The airport was built in 1938, and after the German invasion of Greece in 1941, Kalamaki Airfield was used as a Luftwaffe air base during the occupation. Following the end of World War II, the Greek government allowed the United States to use the airport from 1945 until 1993. Known as Hassani Airport in 1945, it was used by the United States Army Air Forces as early as 1 October 1945, as a base of operations for Air Transport Command flights between Rome, Italy and points in the Middle East.

A semi-permanent USAAF presence was established in May 1947 as the facility was being reconstructed to facilitate Marshall Plan aid to Greece and Turkey.

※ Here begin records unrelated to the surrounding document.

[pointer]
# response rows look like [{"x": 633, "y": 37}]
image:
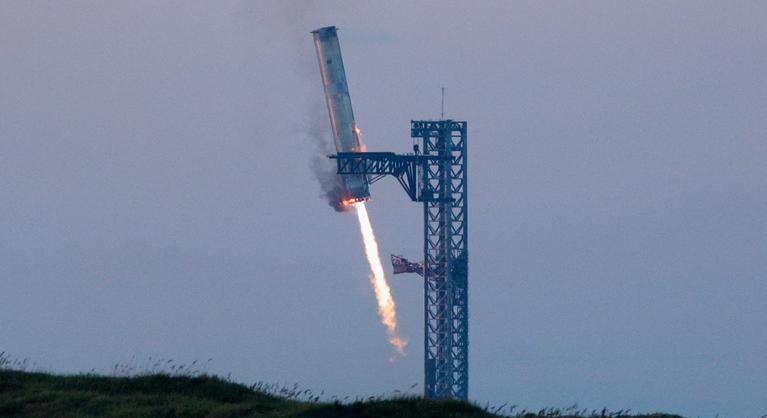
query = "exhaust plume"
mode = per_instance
[
  {"x": 387, "y": 309},
  {"x": 331, "y": 184}
]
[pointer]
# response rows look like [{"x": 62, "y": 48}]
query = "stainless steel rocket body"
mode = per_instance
[{"x": 345, "y": 131}]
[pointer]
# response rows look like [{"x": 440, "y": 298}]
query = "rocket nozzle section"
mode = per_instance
[{"x": 345, "y": 132}]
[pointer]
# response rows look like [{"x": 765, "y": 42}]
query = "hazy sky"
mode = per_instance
[{"x": 156, "y": 197}]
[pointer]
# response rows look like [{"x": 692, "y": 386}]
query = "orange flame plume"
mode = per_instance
[{"x": 387, "y": 310}]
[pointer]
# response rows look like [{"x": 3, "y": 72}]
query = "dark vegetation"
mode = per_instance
[{"x": 35, "y": 394}]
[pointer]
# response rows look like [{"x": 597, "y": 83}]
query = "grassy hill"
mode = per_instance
[{"x": 24, "y": 394}]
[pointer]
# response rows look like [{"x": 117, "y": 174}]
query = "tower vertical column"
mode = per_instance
[{"x": 444, "y": 187}]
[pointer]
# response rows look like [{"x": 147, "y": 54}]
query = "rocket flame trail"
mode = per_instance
[{"x": 387, "y": 310}]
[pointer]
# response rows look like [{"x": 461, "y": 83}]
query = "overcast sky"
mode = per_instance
[{"x": 156, "y": 197}]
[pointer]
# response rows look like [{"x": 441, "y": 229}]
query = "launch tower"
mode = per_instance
[{"x": 434, "y": 174}]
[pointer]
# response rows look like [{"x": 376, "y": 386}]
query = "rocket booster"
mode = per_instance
[{"x": 345, "y": 131}]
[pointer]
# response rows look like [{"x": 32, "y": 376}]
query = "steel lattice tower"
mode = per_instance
[
  {"x": 446, "y": 336},
  {"x": 435, "y": 175}
]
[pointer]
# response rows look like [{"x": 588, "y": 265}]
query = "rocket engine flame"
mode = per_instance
[{"x": 387, "y": 309}]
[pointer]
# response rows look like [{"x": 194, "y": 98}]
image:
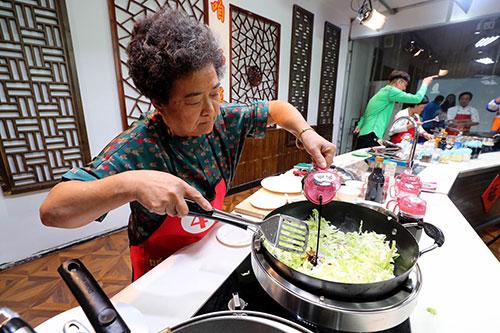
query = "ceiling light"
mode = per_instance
[
  {"x": 418, "y": 52},
  {"x": 486, "y": 41},
  {"x": 369, "y": 17},
  {"x": 485, "y": 61}
]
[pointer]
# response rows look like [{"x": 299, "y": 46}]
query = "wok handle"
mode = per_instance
[
  {"x": 430, "y": 230},
  {"x": 95, "y": 304},
  {"x": 232, "y": 219}
]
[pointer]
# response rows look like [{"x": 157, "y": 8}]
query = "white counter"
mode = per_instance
[{"x": 461, "y": 280}]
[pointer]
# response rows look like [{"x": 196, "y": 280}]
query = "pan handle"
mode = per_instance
[
  {"x": 221, "y": 216},
  {"x": 430, "y": 230},
  {"x": 94, "y": 302}
]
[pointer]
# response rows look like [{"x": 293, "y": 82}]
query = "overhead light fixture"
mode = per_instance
[
  {"x": 485, "y": 61},
  {"x": 486, "y": 41},
  {"x": 418, "y": 52},
  {"x": 369, "y": 17}
]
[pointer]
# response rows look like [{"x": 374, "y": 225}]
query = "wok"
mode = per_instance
[
  {"x": 347, "y": 218},
  {"x": 105, "y": 319}
]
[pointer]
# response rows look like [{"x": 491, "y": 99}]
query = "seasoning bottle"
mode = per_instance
[
  {"x": 375, "y": 184},
  {"x": 443, "y": 143}
]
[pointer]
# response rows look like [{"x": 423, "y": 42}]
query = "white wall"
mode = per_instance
[
  {"x": 22, "y": 234},
  {"x": 357, "y": 89},
  {"x": 280, "y": 11},
  {"x": 427, "y": 15}
]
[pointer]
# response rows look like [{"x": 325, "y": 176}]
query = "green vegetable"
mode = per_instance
[
  {"x": 432, "y": 311},
  {"x": 352, "y": 257}
]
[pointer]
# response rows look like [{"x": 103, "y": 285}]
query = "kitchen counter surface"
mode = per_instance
[{"x": 460, "y": 280}]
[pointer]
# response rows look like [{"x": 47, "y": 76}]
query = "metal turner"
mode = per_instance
[{"x": 282, "y": 231}]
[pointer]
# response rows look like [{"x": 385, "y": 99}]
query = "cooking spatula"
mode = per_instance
[{"x": 282, "y": 231}]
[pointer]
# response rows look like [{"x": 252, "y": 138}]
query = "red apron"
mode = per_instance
[
  {"x": 464, "y": 129},
  {"x": 398, "y": 137},
  {"x": 173, "y": 234}
]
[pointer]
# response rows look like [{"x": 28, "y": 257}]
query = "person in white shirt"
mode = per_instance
[
  {"x": 400, "y": 129},
  {"x": 463, "y": 116},
  {"x": 494, "y": 106}
]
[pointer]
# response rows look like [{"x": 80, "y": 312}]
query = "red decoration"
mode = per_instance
[{"x": 218, "y": 6}]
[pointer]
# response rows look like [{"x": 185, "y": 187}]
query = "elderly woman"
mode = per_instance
[{"x": 188, "y": 147}]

On 5 October 1948, the United States Air Force assigned the Military Air Transport Service 1632d Air Base Squadron to the airport with ten C-47 Skytrain cargo aircraft being based at the airport.

A new control tower opened in 1951, and by 1954 with the end of Marshall Plan, the United States Air Forces in Europe 7206th Air Base Squadron (later Group) was assigned to the airport. Commercial airline service returned to the facility in 1956 with the airport being turned over to Greek civil aviation authorities. The airport was renamed Athenai International Airport, and the USAF used a small part of the airport for military cargo use, along with United States diplomatic air traffic.

The 7206th Air Base Group remained the primary USAF unit at the airport with the 6916th Security Squadron providing electronic aerial surveillance of the eastern Mediterranean and the Middle East). The USAF used the airport for airlift evacuation operations from Middle East (1967), Cyprus (1975), Ethiopia (1977), and Iran (1979, 1981). The American base was renamed Hellenikon Air Base on 25 February 1976, and also provided administrative and logistical support to U.S. units and organizations in Greece, the Middle East, Eastern Mediterranean, and parts of Africa. With the end of the Cold War, it was agreed to end the USAF presence at the airport and the United States closed its facilities in 1993.

In 1963, the Finnish star architect Eero Saarinen designed the East Terminal building. Prior to closing its passenger service, the airport was serving 12 million passengers per year.